A Rabah
Ils se sont donné rendez-vous au plus lointain du quai voie
10, là où les trains arrivent sous la pluie et repartent déjà sous des larmes
Ils se sont donné rendez-vous auprès d’une foule anonyme
Aux nombreux secrets.
Certains en un milieu du quai, à la hauteur d’une voiture se
fabriquent des serments alors que d’autres les démêlent pour les reformer vite fait pressés, agacés,
de mauvaise humeur, de mauvaise façon et comme d’habitude pressés par une
amante accablée.
…
Eux, ne se sont jamais vus ou alors ils se sont aperçus sur
la « toile », on sait peu de choses sur eux, ils savent peu de chose
l’un de l’autre ; mais,
Ils se sont dit leur désir de se rencontrer, de s’essayer,
de risquer; de se mélanger peut-être pour de ne plus avoir l’impression d’être
seuls.
Sur la « toile » ils se sont appréciés, vu leur
visage, croyant déjà se connaitre un peu.
Ils ont posé des mots ; comme l’on joue parfois du
piano très doucement
Mais sans aucune musique, ou alors celle de leur âme avec en
sourdine le signal d’un récépissé plein de promesse sur leur site de rencontre
Des mots courts télégraphiques piquants ; des messages émus,
troublés. Des incantations d’une douceur inouïe. Pourtant ils ne se connaissent
pas encore
Ils ont froids ils sont inquiets de cette rencontre proposée
A venir
Il est nous-même, cet étranger, ce rêve comme un fardeau que
nous portons depuis l’adolescence
Nous l’avons fait dans notre ventre à quelques centimètres au
dessous du nombril.
Jeunes nous le portions déjà et souvent clandestinement
Sans oser en parler, ou le lui dire
Pour nous contenter, nous le tenions parfois fortement dans notre poing serré.
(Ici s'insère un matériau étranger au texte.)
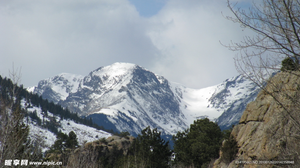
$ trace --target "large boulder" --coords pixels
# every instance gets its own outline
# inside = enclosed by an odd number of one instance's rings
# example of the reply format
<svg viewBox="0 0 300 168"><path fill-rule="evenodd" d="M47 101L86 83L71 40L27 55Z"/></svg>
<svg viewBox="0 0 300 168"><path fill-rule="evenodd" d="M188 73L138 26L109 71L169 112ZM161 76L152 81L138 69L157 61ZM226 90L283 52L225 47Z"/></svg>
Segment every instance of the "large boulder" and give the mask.
<svg viewBox="0 0 300 168"><path fill-rule="evenodd" d="M297 103L300 95L300 72L294 73L280 73L270 78L255 100L247 106L240 124L234 127L231 134L238 148L236 159L283 158L283 149L293 141L293 134L299 128L295 121L298 120L300 116L300 106ZM221 156L222 154L220 152ZM273 165L245 165L243 167L263 166L267 168ZM216 161L213 167L238 167L239 166L234 161L226 164L221 157Z"/></svg>

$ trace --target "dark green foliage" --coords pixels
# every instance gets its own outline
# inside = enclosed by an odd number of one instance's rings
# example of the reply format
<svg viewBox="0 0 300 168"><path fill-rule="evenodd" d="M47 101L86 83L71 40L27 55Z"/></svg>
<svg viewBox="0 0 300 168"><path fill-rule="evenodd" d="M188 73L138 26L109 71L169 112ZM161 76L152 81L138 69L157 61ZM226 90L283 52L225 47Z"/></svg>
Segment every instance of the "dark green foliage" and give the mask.
<svg viewBox="0 0 300 168"><path fill-rule="evenodd" d="M157 128L151 130L148 126L141 133L133 144L131 154L146 159L146 167L168 167L172 156L172 151L168 147L169 142L161 138L161 133Z"/></svg>
<svg viewBox="0 0 300 168"><path fill-rule="evenodd" d="M189 129L173 136L175 163L201 167L219 157L223 137L216 123L207 118L194 121Z"/></svg>
<svg viewBox="0 0 300 168"><path fill-rule="evenodd" d="M221 157L222 161L229 164L234 159L238 150L237 142L232 136L230 136L229 139L225 140L220 150L222 152Z"/></svg>
<svg viewBox="0 0 300 168"><path fill-rule="evenodd" d="M61 153L67 149L74 149L78 147L77 136L73 131L69 133L69 135L61 132L56 135L56 140L48 153L58 151Z"/></svg>
<svg viewBox="0 0 300 168"><path fill-rule="evenodd" d="M25 99L28 103L30 102L31 103L28 106L28 108L32 107L33 106L38 107L40 107L45 116L48 115L47 112L49 112L54 115L60 116L62 118L64 119L70 119L76 123L79 123L112 134L114 133L112 130L106 129L102 126L99 126L98 125L93 123L91 118L90 117L88 120L86 118L85 120L84 118L79 117L77 113L71 112L68 108L64 109L60 105L56 104L52 102L49 102L47 99L43 99L41 96L39 96L37 94L29 93L26 90L24 89L22 85L20 86L16 86L14 87L10 79L8 79L6 77L3 78L1 75L0 85L0 97L4 100L7 100L8 104L11 103L10 102L9 95L12 95L13 94L12 91L10 89L10 88L14 88L15 90L15 92L17 91L19 95L18 99L20 100L22 98ZM37 119L37 118L36 118ZM38 123L40 123L39 121L38 121ZM39 123L41 123L40 122ZM57 132L56 129L57 129L52 128L52 131L50 131L57 133Z"/></svg>
<svg viewBox="0 0 300 168"><path fill-rule="evenodd" d="M69 136L66 142L67 148L74 149L78 147L77 135L73 131L69 133Z"/></svg>
<svg viewBox="0 0 300 168"><path fill-rule="evenodd" d="M281 71L291 71L297 70L299 67L299 63L295 62L291 58L287 57L281 62Z"/></svg>
<svg viewBox="0 0 300 168"><path fill-rule="evenodd" d="M11 74L14 76L14 74ZM17 81L19 79L16 77L14 79ZM39 146L36 141L31 139L29 126L23 122L27 111L21 108L20 103L26 92L23 91L22 85L18 86L17 83L13 83L10 79L3 79L0 76L1 163L7 159L38 161L41 157Z"/></svg>
<svg viewBox="0 0 300 168"><path fill-rule="evenodd" d="M56 135L56 140L52 148L53 151L58 151L61 153L67 148L66 142L68 139L68 135L65 133L59 132Z"/></svg>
Nos regards sur nous-mêmes et sur les jeunes gens de notre âge n’étaient que désirs
et volupté.
Nous étions en tout point quoique très jeunes emplis de
compassion
Déjà pour nous-mêmes, pour eux
Nous souhaitions ces
relations dérobées imaginées, clandestines.
Nous avons mûri, l’un dépasse aujourd’hui la cinquantaine,
l’autre la trentaine, plus agile, plus gracieux et sans aucun doute plus beau
Le train arrive en gare, l’un d’entre nous est sur le quai,
il attend l’autre comme un frère jamais connu
L’un est pris de doutes
Quant au cœur de l’autre, il bat très fort, trop fort.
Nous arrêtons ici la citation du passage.